The Lily and the Rose

By: Jackie French

Chapter 1





When I was young on the North West Frontier men spoke of ‘when the war is over’. War does not stop on the day of ceasefire. Somewhere, always, the hounds of war snuffle in the gutters, hunting for the next battle.

Miss Lily, 1914





THE BAVARIAN SOVIET REPUBLIC, GERMANY, 30 MARCH 1919

HANNELORE


The attic smelled of mouse and long-ago-eaten musty apples. Hannelore crouched behind the upturned bed, pistol in hand, and listened to the rats scrabble below. Bolshevik rats, hunting through the snow-slushed street.

Hunting her.

On the floor below her, old Anna screamed. She gabbled a plea. A shot rang out, so loud an icicle dropped, spear like, from the roof beyond the attic window. One shot. You did not need two to kill an old woman in her bed.

The pleading stopped.

Hannelore had counted three shots since the rebels broke down the door. Helga and Joseph must be dead too. She was alone.

Footsteps scrabbled upstairs. Rats in big boots. Well-fed rats, in this land of hunger. Yells, crashes, as doors were flung open.

A year ago she had been Prinzessin Hannelore von Arnenberg. She supposed she still was, though the revolutionaries had abolished titles and ownership of property through all the Räterepublik, the Bavarian Soviet Republic. You did not need a mob of men to hunt for one young woman, but it was worth it to capture a prinzessin.

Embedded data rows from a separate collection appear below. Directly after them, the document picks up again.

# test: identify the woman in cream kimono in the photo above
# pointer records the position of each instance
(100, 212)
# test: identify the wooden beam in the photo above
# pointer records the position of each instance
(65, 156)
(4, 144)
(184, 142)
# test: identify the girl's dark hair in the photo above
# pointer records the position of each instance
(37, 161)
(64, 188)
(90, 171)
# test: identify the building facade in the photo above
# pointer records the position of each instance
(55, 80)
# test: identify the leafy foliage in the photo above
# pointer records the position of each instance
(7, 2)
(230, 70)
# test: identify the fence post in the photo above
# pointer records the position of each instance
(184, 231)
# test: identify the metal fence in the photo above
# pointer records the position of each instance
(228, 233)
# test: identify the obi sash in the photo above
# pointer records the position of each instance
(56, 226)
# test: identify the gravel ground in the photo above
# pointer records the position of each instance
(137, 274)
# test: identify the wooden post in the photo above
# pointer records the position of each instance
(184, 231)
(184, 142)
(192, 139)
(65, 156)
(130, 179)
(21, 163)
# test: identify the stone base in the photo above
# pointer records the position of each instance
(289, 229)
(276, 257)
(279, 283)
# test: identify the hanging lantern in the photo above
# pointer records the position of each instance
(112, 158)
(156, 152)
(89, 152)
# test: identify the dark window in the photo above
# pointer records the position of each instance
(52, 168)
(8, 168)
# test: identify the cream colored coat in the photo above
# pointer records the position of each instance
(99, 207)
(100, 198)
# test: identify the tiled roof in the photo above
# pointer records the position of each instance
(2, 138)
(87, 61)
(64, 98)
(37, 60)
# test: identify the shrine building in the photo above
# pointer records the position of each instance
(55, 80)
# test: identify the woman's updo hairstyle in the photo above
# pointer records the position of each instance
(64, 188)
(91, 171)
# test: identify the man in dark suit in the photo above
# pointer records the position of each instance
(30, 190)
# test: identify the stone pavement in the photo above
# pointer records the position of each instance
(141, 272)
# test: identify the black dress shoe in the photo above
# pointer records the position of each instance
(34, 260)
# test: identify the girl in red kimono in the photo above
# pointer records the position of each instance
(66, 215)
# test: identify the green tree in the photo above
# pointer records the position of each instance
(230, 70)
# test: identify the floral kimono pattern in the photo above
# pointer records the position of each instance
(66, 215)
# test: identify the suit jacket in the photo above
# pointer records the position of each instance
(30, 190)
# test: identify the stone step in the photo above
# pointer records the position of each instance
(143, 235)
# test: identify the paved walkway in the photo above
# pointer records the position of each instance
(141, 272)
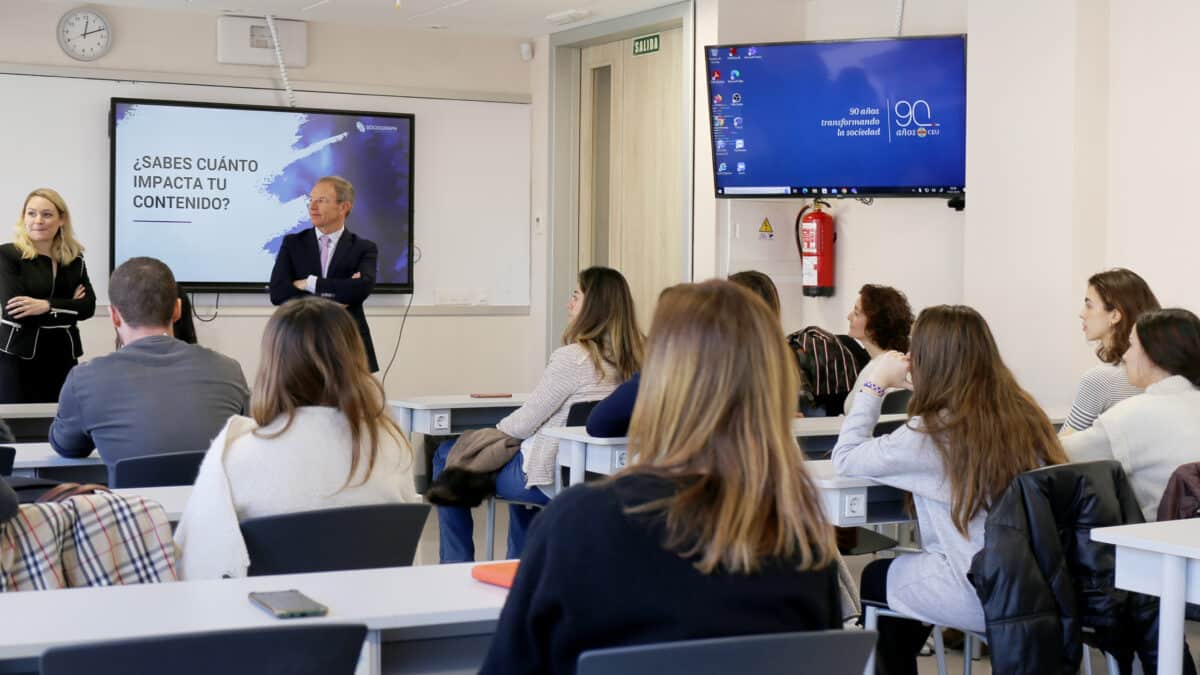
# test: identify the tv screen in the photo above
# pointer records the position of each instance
(847, 118)
(211, 190)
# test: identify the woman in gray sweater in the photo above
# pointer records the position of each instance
(972, 430)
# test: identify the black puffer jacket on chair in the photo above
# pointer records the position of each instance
(1047, 586)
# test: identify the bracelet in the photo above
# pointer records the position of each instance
(874, 388)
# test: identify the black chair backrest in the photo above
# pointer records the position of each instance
(334, 538)
(579, 412)
(895, 402)
(323, 649)
(155, 471)
(813, 652)
(7, 455)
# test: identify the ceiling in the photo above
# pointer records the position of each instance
(514, 18)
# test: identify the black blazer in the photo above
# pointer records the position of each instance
(299, 258)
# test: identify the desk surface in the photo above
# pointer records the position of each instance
(437, 596)
(27, 411)
(42, 455)
(1169, 537)
(457, 401)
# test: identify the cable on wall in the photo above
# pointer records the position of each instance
(279, 59)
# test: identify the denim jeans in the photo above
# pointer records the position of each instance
(455, 525)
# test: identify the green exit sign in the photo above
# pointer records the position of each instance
(646, 45)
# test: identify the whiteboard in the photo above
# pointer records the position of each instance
(472, 214)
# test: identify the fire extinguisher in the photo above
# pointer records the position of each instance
(815, 236)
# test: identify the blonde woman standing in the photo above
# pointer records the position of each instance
(714, 530)
(45, 292)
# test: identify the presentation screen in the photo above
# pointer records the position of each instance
(845, 118)
(211, 190)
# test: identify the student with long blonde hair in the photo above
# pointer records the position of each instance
(45, 292)
(319, 436)
(714, 529)
(972, 430)
(601, 347)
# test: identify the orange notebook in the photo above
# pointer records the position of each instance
(496, 573)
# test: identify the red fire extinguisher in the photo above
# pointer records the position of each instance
(815, 236)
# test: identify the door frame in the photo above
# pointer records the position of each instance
(565, 48)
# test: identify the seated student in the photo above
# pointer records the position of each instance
(601, 347)
(1114, 302)
(156, 394)
(881, 320)
(1151, 435)
(972, 430)
(610, 418)
(714, 529)
(321, 436)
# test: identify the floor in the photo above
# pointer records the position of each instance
(427, 554)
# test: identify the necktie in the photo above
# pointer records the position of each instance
(325, 250)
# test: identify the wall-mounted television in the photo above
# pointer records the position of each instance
(855, 118)
(213, 189)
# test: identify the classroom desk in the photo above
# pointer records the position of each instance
(442, 616)
(451, 414)
(28, 411)
(173, 497)
(1159, 559)
(849, 502)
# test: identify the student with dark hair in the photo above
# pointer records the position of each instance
(1151, 435)
(951, 459)
(601, 346)
(156, 394)
(882, 321)
(319, 436)
(1114, 300)
(715, 529)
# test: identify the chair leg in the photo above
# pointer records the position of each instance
(870, 622)
(940, 651)
(490, 545)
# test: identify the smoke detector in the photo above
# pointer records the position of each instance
(568, 17)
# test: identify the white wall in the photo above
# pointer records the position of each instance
(438, 353)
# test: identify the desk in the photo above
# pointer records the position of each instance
(173, 499)
(849, 502)
(1159, 559)
(28, 411)
(430, 609)
(451, 414)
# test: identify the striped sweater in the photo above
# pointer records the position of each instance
(568, 378)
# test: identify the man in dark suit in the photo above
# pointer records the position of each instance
(329, 261)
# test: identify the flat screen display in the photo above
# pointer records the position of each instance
(211, 189)
(846, 118)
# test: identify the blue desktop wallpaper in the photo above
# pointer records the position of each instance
(855, 117)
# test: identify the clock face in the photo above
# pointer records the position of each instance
(84, 35)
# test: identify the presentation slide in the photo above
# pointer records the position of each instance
(213, 190)
(867, 117)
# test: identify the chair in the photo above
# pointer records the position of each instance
(7, 455)
(811, 652)
(307, 649)
(576, 416)
(349, 538)
(157, 470)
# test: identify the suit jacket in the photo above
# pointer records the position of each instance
(155, 395)
(299, 257)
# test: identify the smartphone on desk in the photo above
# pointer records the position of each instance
(288, 604)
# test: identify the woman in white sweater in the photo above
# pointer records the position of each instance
(321, 436)
(1151, 435)
(954, 461)
(603, 347)
(1114, 300)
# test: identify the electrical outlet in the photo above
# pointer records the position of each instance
(853, 506)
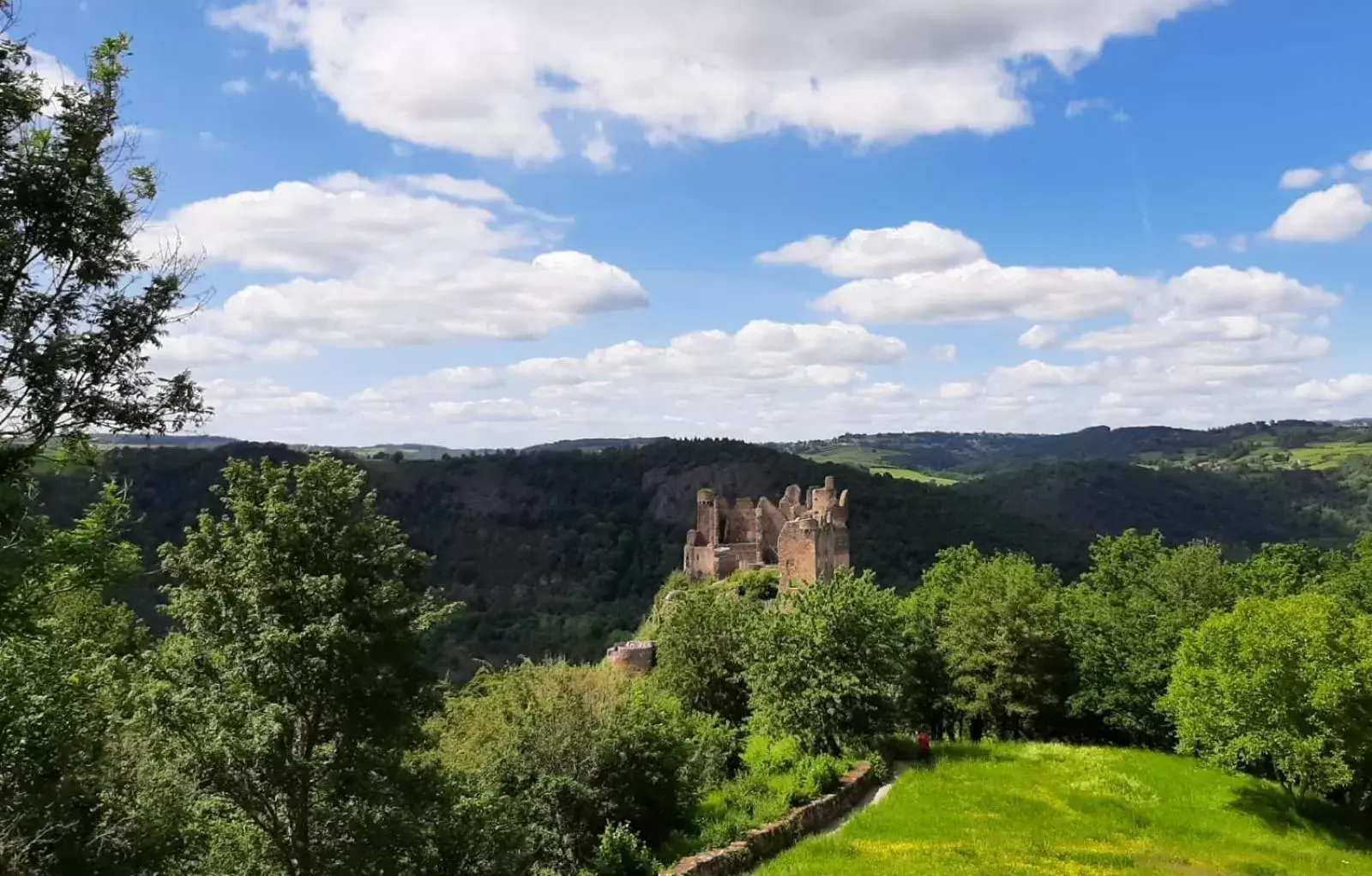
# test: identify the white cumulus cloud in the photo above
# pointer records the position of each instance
(381, 263)
(1039, 336)
(884, 251)
(1198, 240)
(1301, 178)
(484, 76)
(1328, 216)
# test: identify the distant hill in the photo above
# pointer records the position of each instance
(592, 445)
(162, 441)
(559, 553)
(966, 455)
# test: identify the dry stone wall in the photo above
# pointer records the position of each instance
(770, 841)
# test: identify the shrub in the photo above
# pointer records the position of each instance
(999, 633)
(1282, 688)
(777, 776)
(575, 750)
(827, 663)
(703, 637)
(1127, 615)
(621, 855)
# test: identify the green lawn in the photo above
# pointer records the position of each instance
(1050, 809)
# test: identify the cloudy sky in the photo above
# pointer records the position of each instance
(489, 223)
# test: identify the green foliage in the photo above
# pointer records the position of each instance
(575, 750)
(777, 775)
(1289, 569)
(1351, 580)
(827, 663)
(70, 796)
(703, 642)
(1001, 638)
(1127, 615)
(1279, 686)
(756, 583)
(560, 553)
(622, 855)
(294, 683)
(79, 305)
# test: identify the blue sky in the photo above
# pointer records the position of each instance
(504, 221)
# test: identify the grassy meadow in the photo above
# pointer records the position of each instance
(876, 462)
(1054, 809)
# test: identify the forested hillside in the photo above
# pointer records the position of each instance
(560, 553)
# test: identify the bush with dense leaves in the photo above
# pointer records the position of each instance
(704, 635)
(575, 750)
(1127, 615)
(1001, 638)
(1282, 688)
(827, 663)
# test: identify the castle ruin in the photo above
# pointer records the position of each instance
(806, 541)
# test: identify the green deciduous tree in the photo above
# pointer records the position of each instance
(1002, 643)
(1125, 618)
(573, 752)
(1353, 580)
(703, 637)
(80, 305)
(1287, 569)
(72, 798)
(827, 663)
(1282, 688)
(295, 683)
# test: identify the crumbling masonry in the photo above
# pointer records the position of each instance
(806, 541)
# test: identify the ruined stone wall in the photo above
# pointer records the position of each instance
(768, 523)
(806, 539)
(700, 560)
(796, 553)
(635, 658)
(743, 523)
(770, 841)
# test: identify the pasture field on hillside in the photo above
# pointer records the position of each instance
(877, 462)
(1330, 455)
(1053, 809)
(909, 474)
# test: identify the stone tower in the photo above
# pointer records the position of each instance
(804, 540)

Hannelore had always known she must give her life for her country. She had thought that would mean a diplomatically useful marriage producing more diplomatically useful children. That future was gone. The men would rape her before dragging her to the firing squad. Rape was what men did, in war. But she would not let them rape her. If men behaved like rats, they deserved to die like rats. The pistol felt warm in her hand, enamelled pink, inlaid with silver. A prinzessin’s pistol, with six bullets.

The attic door crashed open. She waited till two figures stepped into the room. Two shots. Two bullet holes in two stomachs, the look of astonishment that men always acquired in that second when they realised their prey had won. Hannelore had nursed enough men in the war to know that a bullet to the stomach was lethal . . . eventually.

Other men paused at the doorway now — bearded, filthy, in the rags of German uniforms, their red armbands showing they fought for the Munich Soviet, hungry, but for power, not food. The older ones pushed the most junior forward. The Soviets were all equal, except, of course, they weren’t. Yet they still hesitated.

She managed to shoot four more of them. Six rats, bleeding, groaning on the attic floor now. Helga would have had to scrub away the blood, if they had let her live . . .

Her pistol was empty. But these fools obviously had not calculated how many bullets her pistol held, did not realise that she was helpless.

Which was exactly what Hannelore had hoped.

She was not going to let these men rape her, unless they liked to rape the dead. Even rats did not do that. Sometimes men did.

She stood so the bed no longer sheltered her and aimed her pistol at the door.

She felt the bullet that entered her heart as coldness, rather than pain. The one in her leg she hardly felt at all. Such foolish men, to waste a bullet in the leg.

She smiled as she fell. The Prinzessin Hannelore von Arnenberg was no use to the Bolshevik Republic now. And she had given her life for her country, as she had been bred to do, not this socialist republic but the earth, the trees, the people of her Germany . . .

Sophie would understand that, she thought vaguely, as pain burned a thousand fires through her body. Sophie knew how one might love a country, but despair sometimes of its people. Dear, Sophie. Happy Sophie, safe home in Australien among her kangaroos . . .

She never would visit Sophie now, Hannelore realised, as hands grabbed her, as cold turned to dark.





Chapter 2





For two years I created and managed three hospitals and a refugee centre. I was a person. Then the war ended. I became ‘just a woman’ again. No matter what society may decide, my dear, never think of yourself as ‘just a woman’.

Sophie in a letter to her granddaughter, undated





LONDON, 1 MAY 1919


‘Darling, you need a maid,’ said Emily, Mrs Colonel Sevenoaks, gracefully lifting her tea cup in her most perfect drawing room, its walls covered in pre-war pale striped silk. Emily inspected Sophie’s stockings, shuddered elegantly, and added, ‘Desperately.’

Sophie reached for another apple tart. They really were excellent. A sponge cake crowned with sugar-dusted hothouse strawberries took pride of place on the top tier of the cake stand; small currant cakes, watercress or celery and cream cheese sandwiches the lower tiers. The maids of honour and the apple tarts, adorned with cream, were presented on matching platters.